Sequential cyclophosphamide‐prednisone and vincristine‐bleomycin (CPOB). An effective, schedule‐dependent treatment for advanced diffuse histiocytic lymphoma

In an Eastern Cooperative Oncology Group non‐Hodgkins lymphoma clinical trial, 90 patients with Stage III or IV diffuse histiocytic lymphoma (DHL) were treated with one of four chemotherapy regimens. All patients were previously untreated with chemotherapy, and careful restaging was required to document responses.
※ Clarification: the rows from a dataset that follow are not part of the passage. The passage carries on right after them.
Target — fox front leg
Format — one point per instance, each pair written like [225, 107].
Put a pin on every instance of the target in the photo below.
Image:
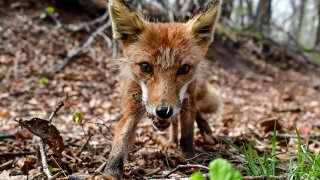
[124, 137]
[187, 118]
Each treatment included cyclophosphamide, vincristine and prednisone (COP) plus Adriamycin (COPA), BCNU (BCVP) or bleomycin (COPB and CPOB). The two bleomycincontaining regimens differed only in the schedule of drug administration. CPOB‐treated patients received cyclophosphamide on day 1, prednisone on days 1 to 5 and vincristine and bleomycin on day 15 of each 21‐day cycle. COPB‐treated patients received the same four drugs in the same dosage; however, the schedule was changed so that vincristine and bleomycin were given on day 1. Treatment of responders was continued for 8 cycles. Those with a complete response (CR) were randomized to maintenance therapy with BCVP or no treatment. Treatment with CPOB yielded a CR rate of 55% compared to 25% for COPB (P = 0.07). In contrast to COPB, treatment with CPOB was associated with a significantly longer median duration of CR (26.5 versus 5.7 months; P < 0.05) and median survival (27.7 versus 11.2 months; P < 0.02). The CR rate was 31% for BCVP and 45% for COPA, and the median survivals were 10.7 months and 14.4 months, respectively. One half of the CPOB‐treated patients who achieved CR remained alive in continuous CR after 30 to 72 months. No advantage for maintenance therapy was observed. Myelotoxicity was greater with CPOB than COPB, but comparable to COPA. This trial demonstrated that the results of treatment of DHL with COP plus bleomycin were strikingly dependent upon the schedule of administration of bleomycin and vincristine. Bleomycin effectively combined with COP, as in CPOB, yielded results comparable to those obtained when Adriamycin was added to COP. CPOB appears to be an effective treatment for DHL that should be considered as an alternative to other regimens, particularly for patients who cannot receive Adriamycin.